Duh, Sebanyak 207 Kiai dan Nyai NU Meninggal Dunia Selama Pandemi Covid-19
loading...
A
A
A
JAKARTA - Pengurus Pusat Rabithah Ma'aid Islamiyah (RMI) Nahdatul Ulama (NU) mencatat hingga Selasa 8 Desember 2020 sebanyak 207 masyaikh wafat di tengah pandemi Covid-19. Masyaikh merupakan sebutan untuk kiai atau pun nyai dalam dunia pesantren.

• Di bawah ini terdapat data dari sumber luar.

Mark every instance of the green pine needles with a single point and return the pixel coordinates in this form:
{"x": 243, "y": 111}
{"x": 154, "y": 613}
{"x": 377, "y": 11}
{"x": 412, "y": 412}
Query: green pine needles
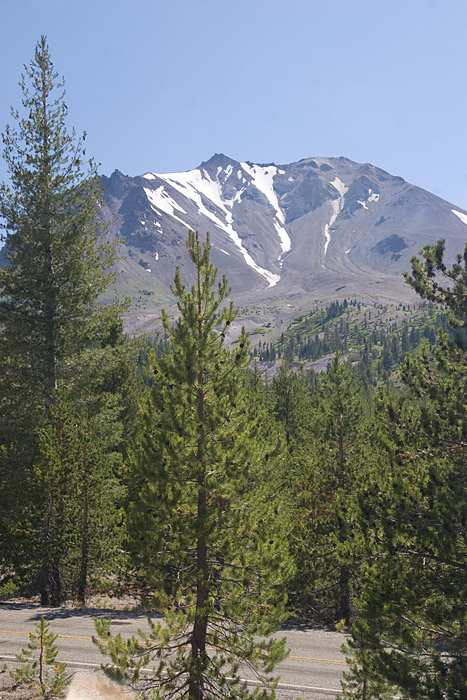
{"x": 208, "y": 528}
{"x": 39, "y": 669}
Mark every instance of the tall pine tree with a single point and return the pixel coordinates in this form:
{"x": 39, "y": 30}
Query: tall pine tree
{"x": 208, "y": 525}
{"x": 57, "y": 266}
{"x": 412, "y": 631}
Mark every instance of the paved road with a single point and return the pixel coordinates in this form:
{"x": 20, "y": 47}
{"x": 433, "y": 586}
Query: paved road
{"x": 314, "y": 667}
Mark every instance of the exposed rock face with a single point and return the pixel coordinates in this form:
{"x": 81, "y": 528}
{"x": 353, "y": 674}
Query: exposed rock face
{"x": 278, "y": 230}
{"x": 289, "y": 235}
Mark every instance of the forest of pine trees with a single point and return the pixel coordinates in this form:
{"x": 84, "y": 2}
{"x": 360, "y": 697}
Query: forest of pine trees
{"x": 225, "y": 499}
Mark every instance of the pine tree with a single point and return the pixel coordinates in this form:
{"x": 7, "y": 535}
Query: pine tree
{"x": 39, "y": 669}
{"x": 57, "y": 266}
{"x": 208, "y": 527}
{"x": 330, "y": 549}
{"x": 413, "y": 623}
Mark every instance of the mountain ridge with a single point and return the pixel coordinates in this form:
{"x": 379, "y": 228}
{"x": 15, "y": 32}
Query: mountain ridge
{"x": 298, "y": 233}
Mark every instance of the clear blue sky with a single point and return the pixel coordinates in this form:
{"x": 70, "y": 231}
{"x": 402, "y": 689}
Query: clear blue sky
{"x": 161, "y": 85}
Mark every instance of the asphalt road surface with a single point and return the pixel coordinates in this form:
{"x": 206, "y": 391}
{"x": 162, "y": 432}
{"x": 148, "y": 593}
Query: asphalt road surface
{"x": 313, "y": 669}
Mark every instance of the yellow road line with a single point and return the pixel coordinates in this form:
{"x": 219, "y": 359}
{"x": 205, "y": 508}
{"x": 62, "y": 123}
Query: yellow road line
{"x": 89, "y": 639}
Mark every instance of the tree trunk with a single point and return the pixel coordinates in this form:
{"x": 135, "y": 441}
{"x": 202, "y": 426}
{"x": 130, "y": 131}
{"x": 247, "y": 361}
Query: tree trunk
{"x": 83, "y": 575}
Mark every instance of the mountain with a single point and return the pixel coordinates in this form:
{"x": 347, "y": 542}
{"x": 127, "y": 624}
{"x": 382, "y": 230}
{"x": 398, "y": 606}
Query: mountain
{"x": 286, "y": 236}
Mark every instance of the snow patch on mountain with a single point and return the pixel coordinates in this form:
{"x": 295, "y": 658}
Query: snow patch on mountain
{"x": 263, "y": 180}
{"x": 460, "y": 215}
{"x": 161, "y": 201}
{"x": 336, "y": 205}
{"x": 196, "y": 184}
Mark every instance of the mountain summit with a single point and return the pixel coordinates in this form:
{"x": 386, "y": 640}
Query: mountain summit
{"x": 317, "y": 229}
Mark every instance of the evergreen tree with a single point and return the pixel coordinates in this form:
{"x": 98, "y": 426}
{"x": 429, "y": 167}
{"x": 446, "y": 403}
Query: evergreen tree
{"x": 330, "y": 548}
{"x": 413, "y": 622}
{"x": 208, "y": 527}
{"x": 57, "y": 266}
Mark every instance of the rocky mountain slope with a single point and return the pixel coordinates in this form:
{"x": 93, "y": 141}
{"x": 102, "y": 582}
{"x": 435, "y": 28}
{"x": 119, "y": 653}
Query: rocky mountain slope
{"x": 286, "y": 236}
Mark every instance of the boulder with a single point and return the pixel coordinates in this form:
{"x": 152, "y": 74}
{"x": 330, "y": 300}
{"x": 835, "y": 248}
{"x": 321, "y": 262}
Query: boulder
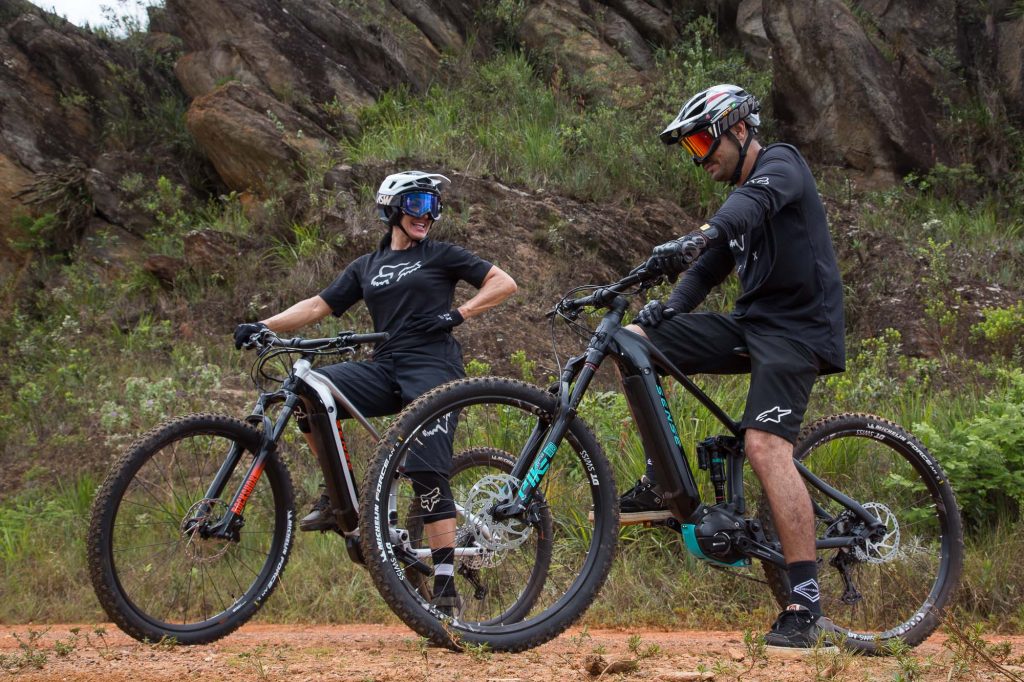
{"x": 617, "y": 32}
{"x": 565, "y": 36}
{"x": 209, "y": 250}
{"x": 842, "y": 97}
{"x": 653, "y": 23}
{"x": 312, "y": 55}
{"x": 251, "y": 138}
{"x": 752, "y": 33}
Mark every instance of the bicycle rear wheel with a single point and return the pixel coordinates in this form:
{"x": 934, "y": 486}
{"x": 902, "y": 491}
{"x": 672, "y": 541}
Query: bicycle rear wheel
{"x": 539, "y": 571}
{"x": 154, "y": 572}
{"x": 492, "y": 589}
{"x": 898, "y": 585}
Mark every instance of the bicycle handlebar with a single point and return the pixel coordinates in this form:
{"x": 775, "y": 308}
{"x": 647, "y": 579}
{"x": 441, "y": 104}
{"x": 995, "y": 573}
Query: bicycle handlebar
{"x": 647, "y": 272}
{"x": 267, "y": 339}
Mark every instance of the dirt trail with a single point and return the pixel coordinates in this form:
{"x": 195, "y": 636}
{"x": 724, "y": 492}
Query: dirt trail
{"x": 382, "y": 653}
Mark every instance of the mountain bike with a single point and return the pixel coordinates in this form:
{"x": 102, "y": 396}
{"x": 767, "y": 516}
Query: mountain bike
{"x": 194, "y": 524}
{"x": 889, "y": 537}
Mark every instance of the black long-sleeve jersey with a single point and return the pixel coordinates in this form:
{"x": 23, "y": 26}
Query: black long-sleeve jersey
{"x": 778, "y": 243}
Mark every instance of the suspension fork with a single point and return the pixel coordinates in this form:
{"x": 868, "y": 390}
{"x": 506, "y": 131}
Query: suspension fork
{"x": 231, "y": 521}
{"x": 534, "y": 460}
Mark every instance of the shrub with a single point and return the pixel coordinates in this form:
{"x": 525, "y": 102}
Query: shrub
{"x": 984, "y": 456}
{"x": 1003, "y": 328}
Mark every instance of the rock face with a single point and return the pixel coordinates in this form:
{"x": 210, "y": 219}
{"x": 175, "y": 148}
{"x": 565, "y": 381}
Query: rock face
{"x": 841, "y": 96}
{"x": 269, "y": 84}
{"x": 252, "y": 139}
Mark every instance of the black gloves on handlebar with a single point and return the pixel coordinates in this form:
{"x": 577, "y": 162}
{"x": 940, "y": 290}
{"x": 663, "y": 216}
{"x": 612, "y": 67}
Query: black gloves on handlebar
{"x": 245, "y": 332}
{"x": 653, "y": 313}
{"x": 428, "y": 324}
{"x": 673, "y": 257}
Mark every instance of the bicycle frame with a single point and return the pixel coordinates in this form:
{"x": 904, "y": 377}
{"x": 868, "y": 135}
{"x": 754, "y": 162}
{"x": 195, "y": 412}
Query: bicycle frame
{"x": 641, "y": 365}
{"x": 320, "y": 399}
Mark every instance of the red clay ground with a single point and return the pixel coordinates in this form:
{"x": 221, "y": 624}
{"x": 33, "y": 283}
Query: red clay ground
{"x": 358, "y": 653}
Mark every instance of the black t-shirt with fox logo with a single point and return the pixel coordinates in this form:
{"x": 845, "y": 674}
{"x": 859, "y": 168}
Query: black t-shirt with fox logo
{"x": 400, "y": 285}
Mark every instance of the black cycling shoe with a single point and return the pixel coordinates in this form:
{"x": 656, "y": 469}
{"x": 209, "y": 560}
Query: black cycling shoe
{"x": 642, "y": 504}
{"x": 320, "y": 518}
{"x": 798, "y": 628}
{"x": 449, "y": 604}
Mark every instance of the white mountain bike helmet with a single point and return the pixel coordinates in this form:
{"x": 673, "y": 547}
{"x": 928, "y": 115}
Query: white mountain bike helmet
{"x": 415, "y": 193}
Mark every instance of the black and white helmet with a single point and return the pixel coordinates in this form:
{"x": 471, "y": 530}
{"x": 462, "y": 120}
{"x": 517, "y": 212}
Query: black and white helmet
{"x": 411, "y": 184}
{"x": 717, "y": 109}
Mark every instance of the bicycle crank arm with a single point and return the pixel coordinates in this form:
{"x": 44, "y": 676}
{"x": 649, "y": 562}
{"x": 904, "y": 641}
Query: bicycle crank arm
{"x": 411, "y": 561}
{"x": 760, "y": 551}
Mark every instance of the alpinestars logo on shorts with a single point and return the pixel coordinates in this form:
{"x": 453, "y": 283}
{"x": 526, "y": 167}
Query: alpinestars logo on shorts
{"x": 808, "y": 590}
{"x": 774, "y": 415}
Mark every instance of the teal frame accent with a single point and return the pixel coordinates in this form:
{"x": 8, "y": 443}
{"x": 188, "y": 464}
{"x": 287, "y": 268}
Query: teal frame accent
{"x": 690, "y": 540}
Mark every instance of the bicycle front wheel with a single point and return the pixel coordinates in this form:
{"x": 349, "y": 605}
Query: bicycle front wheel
{"x": 522, "y": 580}
{"x": 898, "y": 584}
{"x": 156, "y": 571}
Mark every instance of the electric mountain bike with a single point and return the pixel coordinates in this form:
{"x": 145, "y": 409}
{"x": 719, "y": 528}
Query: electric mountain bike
{"x": 194, "y": 524}
{"x": 888, "y": 529}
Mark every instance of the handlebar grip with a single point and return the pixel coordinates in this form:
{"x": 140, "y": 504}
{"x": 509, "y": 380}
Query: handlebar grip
{"x": 356, "y": 339}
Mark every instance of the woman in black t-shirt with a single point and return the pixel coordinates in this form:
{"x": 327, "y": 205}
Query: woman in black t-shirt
{"x": 409, "y": 286}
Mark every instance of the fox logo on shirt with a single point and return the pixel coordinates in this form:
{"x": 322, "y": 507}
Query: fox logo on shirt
{"x": 429, "y": 500}
{"x": 391, "y": 273}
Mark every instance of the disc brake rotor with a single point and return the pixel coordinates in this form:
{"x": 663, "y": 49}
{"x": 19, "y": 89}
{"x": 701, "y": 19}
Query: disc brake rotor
{"x": 887, "y": 548}
{"x": 496, "y": 536}
{"x": 202, "y": 514}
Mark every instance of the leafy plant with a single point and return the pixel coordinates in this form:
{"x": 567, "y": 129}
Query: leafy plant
{"x": 984, "y": 455}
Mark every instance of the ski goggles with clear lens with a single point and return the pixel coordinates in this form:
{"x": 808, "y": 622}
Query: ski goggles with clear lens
{"x": 419, "y": 204}
{"x": 700, "y": 144}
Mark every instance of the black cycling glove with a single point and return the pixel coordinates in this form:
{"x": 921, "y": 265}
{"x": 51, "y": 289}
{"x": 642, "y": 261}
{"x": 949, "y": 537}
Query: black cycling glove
{"x": 675, "y": 256}
{"x": 245, "y": 331}
{"x": 428, "y": 324}
{"x": 651, "y": 314}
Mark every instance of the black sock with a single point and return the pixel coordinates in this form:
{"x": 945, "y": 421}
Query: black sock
{"x": 804, "y": 585}
{"x": 649, "y": 471}
{"x": 443, "y": 571}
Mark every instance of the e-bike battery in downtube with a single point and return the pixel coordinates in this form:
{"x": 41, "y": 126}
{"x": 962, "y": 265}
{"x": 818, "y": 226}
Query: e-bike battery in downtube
{"x": 657, "y": 429}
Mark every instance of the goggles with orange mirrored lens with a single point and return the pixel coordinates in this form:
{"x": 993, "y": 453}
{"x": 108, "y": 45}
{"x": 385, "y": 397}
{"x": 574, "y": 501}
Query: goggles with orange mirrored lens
{"x": 419, "y": 204}
{"x": 700, "y": 144}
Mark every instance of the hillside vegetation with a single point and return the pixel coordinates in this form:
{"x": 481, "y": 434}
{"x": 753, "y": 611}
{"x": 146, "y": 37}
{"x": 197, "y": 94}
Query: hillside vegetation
{"x": 549, "y": 172}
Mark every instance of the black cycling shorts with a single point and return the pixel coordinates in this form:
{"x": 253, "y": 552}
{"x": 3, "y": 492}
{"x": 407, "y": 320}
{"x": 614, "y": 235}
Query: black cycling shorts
{"x": 782, "y": 371}
{"x": 385, "y": 385}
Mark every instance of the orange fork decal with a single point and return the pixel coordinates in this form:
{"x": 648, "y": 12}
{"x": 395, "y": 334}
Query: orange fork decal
{"x": 247, "y": 488}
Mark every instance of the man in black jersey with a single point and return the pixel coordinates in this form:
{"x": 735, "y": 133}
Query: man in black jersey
{"x": 787, "y": 320}
{"x": 408, "y": 285}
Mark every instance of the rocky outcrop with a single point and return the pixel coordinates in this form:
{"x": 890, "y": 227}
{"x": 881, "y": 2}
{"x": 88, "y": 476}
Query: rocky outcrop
{"x": 272, "y": 83}
{"x": 251, "y": 138}
{"x": 570, "y": 42}
{"x": 309, "y": 54}
{"x": 842, "y": 97}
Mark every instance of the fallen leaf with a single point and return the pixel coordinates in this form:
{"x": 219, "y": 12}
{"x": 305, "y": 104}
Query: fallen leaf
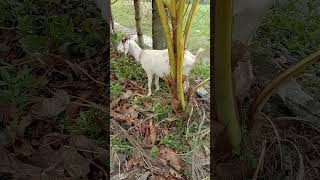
{"x": 50, "y": 107}
{"x": 170, "y": 156}
{"x": 144, "y": 176}
{"x": 75, "y": 164}
{"x": 8, "y": 111}
{"x": 135, "y": 160}
{"x": 154, "y": 177}
{"x": 82, "y": 142}
{"x": 23, "y": 124}
{"x": 126, "y": 95}
{"x": 73, "y": 108}
{"x": 151, "y": 135}
{"x": 7, "y": 136}
{"x": 44, "y": 157}
{"x": 9, "y": 164}
{"x": 22, "y": 146}
{"x": 120, "y": 176}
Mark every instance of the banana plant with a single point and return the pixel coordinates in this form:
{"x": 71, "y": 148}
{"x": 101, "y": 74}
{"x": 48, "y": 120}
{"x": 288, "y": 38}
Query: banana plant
{"x": 176, "y": 37}
{"x": 227, "y": 112}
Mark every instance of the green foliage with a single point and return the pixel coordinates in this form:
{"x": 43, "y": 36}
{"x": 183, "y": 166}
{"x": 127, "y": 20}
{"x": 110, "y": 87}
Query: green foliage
{"x": 294, "y": 27}
{"x": 86, "y": 124}
{"x": 19, "y": 86}
{"x": 161, "y": 110}
{"x": 115, "y": 89}
{"x": 73, "y": 28}
{"x": 126, "y": 67}
{"x": 120, "y": 144}
{"x": 154, "y": 151}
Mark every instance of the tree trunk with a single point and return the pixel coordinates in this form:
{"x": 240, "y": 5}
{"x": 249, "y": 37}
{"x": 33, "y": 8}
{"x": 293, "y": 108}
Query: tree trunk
{"x": 158, "y": 40}
{"x": 138, "y": 17}
{"x": 110, "y": 15}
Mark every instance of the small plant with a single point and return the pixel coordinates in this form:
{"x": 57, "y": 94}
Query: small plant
{"x": 56, "y": 26}
{"x": 18, "y": 87}
{"x": 86, "y": 124}
{"x": 115, "y": 89}
{"x": 161, "y": 110}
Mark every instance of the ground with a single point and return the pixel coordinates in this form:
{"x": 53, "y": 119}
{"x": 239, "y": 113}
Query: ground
{"x": 182, "y": 143}
{"x": 52, "y": 99}
{"x": 50, "y": 61}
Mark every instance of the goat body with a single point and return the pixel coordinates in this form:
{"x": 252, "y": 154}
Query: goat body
{"x": 156, "y": 62}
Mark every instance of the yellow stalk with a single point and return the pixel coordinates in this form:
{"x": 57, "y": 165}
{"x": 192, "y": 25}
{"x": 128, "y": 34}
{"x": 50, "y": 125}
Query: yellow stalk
{"x": 227, "y": 112}
{"x": 196, "y": 87}
{"x": 189, "y": 20}
{"x": 180, "y": 52}
{"x": 166, "y": 30}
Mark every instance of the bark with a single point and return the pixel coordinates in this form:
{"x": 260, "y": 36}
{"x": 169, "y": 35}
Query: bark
{"x": 138, "y": 17}
{"x": 158, "y": 40}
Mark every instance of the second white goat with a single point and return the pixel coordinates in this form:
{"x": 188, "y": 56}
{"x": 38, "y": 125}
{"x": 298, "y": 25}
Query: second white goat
{"x": 156, "y": 62}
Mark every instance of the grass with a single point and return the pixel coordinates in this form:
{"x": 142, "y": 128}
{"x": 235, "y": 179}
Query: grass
{"x": 292, "y": 30}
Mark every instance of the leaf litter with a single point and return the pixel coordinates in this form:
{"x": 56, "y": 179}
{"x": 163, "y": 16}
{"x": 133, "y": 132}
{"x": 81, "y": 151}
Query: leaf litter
{"x": 34, "y": 140}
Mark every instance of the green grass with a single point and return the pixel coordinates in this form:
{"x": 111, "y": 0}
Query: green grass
{"x": 292, "y": 30}
{"x": 200, "y": 29}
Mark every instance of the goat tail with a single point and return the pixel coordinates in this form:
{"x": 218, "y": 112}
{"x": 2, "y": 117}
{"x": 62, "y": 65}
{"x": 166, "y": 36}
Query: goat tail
{"x": 200, "y": 50}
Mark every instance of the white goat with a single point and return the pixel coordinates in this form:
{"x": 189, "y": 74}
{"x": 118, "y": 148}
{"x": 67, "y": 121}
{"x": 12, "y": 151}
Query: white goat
{"x": 156, "y": 62}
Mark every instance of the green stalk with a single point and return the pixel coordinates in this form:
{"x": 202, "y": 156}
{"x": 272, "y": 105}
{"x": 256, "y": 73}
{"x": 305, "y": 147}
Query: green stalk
{"x": 180, "y": 53}
{"x": 194, "y": 6}
{"x": 225, "y": 102}
{"x": 166, "y": 30}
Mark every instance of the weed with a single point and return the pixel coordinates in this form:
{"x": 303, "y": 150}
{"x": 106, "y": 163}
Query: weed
{"x": 293, "y": 27}
{"x": 19, "y": 86}
{"x": 115, "y": 89}
{"x": 126, "y": 67}
{"x": 120, "y": 144}
{"x": 154, "y": 151}
{"x": 86, "y": 124}
{"x": 57, "y": 25}
{"x": 161, "y": 110}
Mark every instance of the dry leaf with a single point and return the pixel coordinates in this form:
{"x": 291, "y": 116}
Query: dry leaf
{"x": 126, "y": 95}
{"x": 151, "y": 135}
{"x": 50, "y": 107}
{"x": 7, "y": 111}
{"x": 144, "y": 176}
{"x": 9, "y": 164}
{"x": 23, "y": 124}
{"x": 170, "y": 156}
{"x": 136, "y": 159}
{"x": 22, "y": 146}
{"x": 73, "y": 108}
{"x": 75, "y": 164}
{"x": 154, "y": 177}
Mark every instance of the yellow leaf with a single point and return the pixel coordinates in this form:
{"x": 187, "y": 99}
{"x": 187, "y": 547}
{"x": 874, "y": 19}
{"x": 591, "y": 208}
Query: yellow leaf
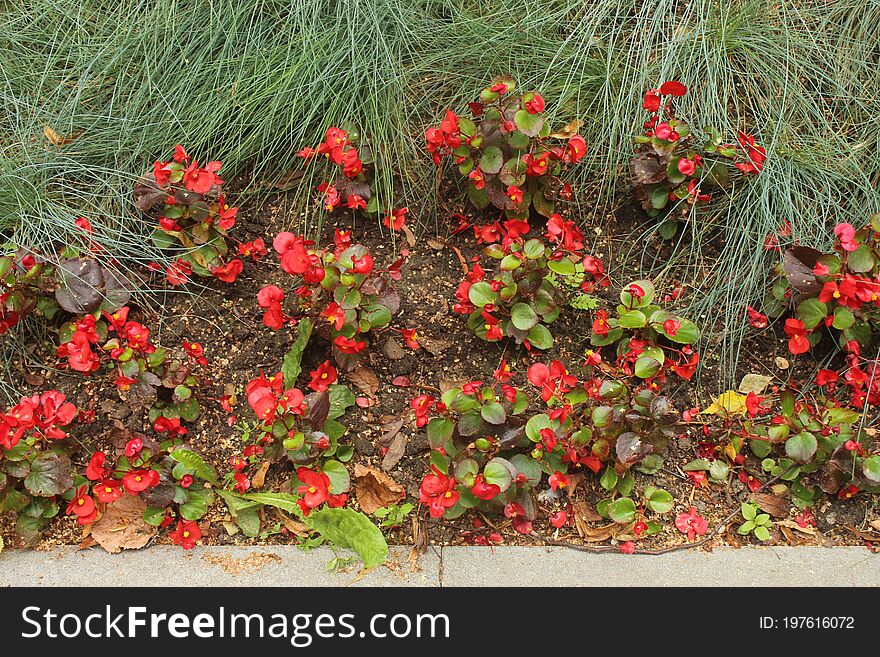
{"x": 55, "y": 139}
{"x": 730, "y": 402}
{"x": 568, "y": 131}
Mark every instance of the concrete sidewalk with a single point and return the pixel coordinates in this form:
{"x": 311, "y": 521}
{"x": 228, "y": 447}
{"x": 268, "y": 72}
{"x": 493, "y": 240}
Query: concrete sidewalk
{"x": 449, "y": 566}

Ketua Pengurus Pusat Rabithah Ma'aid Islamiyah (RMI) Abdul Ghofarrozin (Gus Rozzin) menuturkan, 207 orang tersebut terhimpun dari 110 pesantren yang ada di Indonesia. Menurutnya, hal tersebut menjadi sebuah kehilangan yang sangat besar, sekaligus ancaman serius bagi kalangan pesantren dan juga Indonesia. "Ancaman terhadap pesantren dan Kiai berarti ancaman terhadap kelangsungan pendidikan agama dan karakter bangsa Indonesia," ungkapnya dalam keterangan tertulis, Jumat (11/12/2020). (Baca juga: Kasus Covid-19 Terus Naik, NU Care Gelar Tes Swab Gratis untuk Guru Ngaji)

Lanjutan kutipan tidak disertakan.